“Dear one!” he said, kissing her hand more gravely; “dear one, God grant such sweetness may come to me—for indeed I want to love some woman dearly,” and the warm blood mounted to his cheek.
Often in their tender confidences they spoke of this fair one who was to crown his happy life, and one day, having returned from a brief visit in another county, as they sat together in the evening she broke forth with a little sigh in her sweet voice.
“Ah, Gerald,” she said, “I saw in Gloucestershire the loveliest strange creature—so lovely and so strange that she gave me an ache in the heart.”
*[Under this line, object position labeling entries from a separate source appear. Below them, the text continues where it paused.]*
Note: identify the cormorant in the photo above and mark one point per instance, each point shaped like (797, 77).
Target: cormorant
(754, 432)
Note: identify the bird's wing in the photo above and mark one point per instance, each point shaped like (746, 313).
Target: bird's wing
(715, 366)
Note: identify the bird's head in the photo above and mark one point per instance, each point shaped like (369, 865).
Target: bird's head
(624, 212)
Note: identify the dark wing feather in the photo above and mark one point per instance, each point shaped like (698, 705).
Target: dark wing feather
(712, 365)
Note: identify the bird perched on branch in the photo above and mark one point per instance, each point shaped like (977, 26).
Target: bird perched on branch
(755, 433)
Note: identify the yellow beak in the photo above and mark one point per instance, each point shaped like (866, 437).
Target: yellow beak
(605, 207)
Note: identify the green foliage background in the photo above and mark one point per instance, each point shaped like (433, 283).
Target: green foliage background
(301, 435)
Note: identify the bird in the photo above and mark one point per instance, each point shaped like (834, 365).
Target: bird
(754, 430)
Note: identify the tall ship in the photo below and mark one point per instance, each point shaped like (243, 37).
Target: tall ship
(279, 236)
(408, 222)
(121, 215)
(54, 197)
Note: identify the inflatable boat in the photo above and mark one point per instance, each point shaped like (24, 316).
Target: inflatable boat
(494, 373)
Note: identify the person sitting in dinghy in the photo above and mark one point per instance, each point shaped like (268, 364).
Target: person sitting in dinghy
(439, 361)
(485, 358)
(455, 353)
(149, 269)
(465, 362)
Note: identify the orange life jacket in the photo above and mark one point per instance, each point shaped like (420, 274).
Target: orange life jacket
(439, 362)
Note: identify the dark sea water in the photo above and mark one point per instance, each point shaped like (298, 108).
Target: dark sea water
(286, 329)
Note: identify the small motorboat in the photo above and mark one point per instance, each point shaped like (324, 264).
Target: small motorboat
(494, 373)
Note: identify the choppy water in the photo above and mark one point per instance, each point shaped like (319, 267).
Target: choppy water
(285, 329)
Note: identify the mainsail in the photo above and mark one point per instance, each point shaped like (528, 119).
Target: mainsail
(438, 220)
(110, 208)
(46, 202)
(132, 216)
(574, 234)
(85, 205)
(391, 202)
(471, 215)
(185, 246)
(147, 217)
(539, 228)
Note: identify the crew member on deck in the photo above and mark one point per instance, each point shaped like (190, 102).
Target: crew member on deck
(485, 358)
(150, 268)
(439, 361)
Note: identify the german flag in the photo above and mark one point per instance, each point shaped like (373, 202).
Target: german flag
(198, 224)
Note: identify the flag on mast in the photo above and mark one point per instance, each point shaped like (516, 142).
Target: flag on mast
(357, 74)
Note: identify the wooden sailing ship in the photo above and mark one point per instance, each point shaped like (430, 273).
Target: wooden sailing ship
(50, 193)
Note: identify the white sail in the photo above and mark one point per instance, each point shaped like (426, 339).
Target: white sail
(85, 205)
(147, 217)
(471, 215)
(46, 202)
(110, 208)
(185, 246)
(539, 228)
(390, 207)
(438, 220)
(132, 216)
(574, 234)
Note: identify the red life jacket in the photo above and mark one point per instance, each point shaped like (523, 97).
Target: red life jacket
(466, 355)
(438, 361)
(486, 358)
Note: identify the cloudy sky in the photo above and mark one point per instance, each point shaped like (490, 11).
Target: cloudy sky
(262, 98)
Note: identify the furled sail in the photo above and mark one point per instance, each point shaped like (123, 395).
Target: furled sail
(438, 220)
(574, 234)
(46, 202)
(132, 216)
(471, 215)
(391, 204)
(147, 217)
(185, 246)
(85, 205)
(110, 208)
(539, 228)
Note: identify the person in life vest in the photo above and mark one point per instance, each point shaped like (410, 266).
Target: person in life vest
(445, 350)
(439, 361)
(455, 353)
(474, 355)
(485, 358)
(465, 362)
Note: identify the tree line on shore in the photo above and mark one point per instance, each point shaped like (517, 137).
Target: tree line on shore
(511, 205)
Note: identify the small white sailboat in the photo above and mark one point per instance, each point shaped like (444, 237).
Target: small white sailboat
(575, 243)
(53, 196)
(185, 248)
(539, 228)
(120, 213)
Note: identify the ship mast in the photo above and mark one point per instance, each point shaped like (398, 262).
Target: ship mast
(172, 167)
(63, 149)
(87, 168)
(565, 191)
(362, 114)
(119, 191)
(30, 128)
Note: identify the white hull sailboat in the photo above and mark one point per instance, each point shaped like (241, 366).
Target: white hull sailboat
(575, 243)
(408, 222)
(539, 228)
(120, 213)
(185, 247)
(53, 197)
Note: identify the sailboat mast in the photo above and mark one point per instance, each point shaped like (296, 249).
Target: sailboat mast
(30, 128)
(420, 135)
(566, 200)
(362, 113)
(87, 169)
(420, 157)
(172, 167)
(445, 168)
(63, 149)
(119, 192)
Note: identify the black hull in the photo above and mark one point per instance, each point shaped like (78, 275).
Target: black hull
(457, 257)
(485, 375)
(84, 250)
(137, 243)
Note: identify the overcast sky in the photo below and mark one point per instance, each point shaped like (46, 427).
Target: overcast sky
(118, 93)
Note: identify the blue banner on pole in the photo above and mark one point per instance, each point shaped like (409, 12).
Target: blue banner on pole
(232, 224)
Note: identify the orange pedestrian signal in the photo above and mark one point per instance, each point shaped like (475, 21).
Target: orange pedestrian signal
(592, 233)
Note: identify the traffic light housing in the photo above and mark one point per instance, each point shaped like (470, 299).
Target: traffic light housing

“And why, sweet one?” he asked.
“Because I think she must be the most splendid beauteous thing in all the world—and she has been so ill used by Fate. How could the poor child save herself from ill? Her mother died when she was born; her father is a wicked blasphemous rioter. He has so brought her up that she has known no woman all her life, but has been his pastime and toy. From her babyhood she has been taught naught but evil. She is so strong and beautiful and wild that she is the talk of all the country. But, ah, Gerald, the look in her great eyes—her red young mouth—her wonderfulness! My heart stood still to see her. She hurt me so.”
My lord Marquess looked down upon the floor and his brow knit itself.
“’Twould hurt any tender soul to see her,” he said. “I am but a man—and I think ’twas rage I felt—that such a thing should be cast to ravening wolves.”
“You,” she cried, as if half alarmed; “you have seen her?”
“’Tis the beauty of Wildairs you speak of surely,” he answered; “and I have seen her once—and heard of her often.”
“Oh, Gerald,” said her Grace, “’tis cruel. If she had had a mother—if God had but been good to her—” she put her hand up to her mouth to check herself, in innocent dread of that her words implied. “Nay, nay,” she said, “if I would be a pious woman I must not dare to say such things. But oh! dearest one—if life had been fair to her, she—She is the one you might have loved and who would have worshipped such a man. It might have been—it might have been.”
His colour died away and left him pale—he felt it with a sudden sense of shock.
“It was not,” he said, hurriedly. “It was not—and she is but fourteen—and our lives lie far apart. I shall be in the field, or at the French or Spanish Courts. And were I on English soil I—I would keep away.”
His mother turned pale also. Being his mother she felt with him the beating of his blood—and his face had a strange look which she had never seen before. She rose and went to him.
“Yes, yes, you are right,” she exclaimed. “You could not—she could not—! And ’twould be best to keep away—to keep away. For if you loved her, ’twould drive you mad, and make you forget what you must be.”
He tried to smile, succeeding but poorly.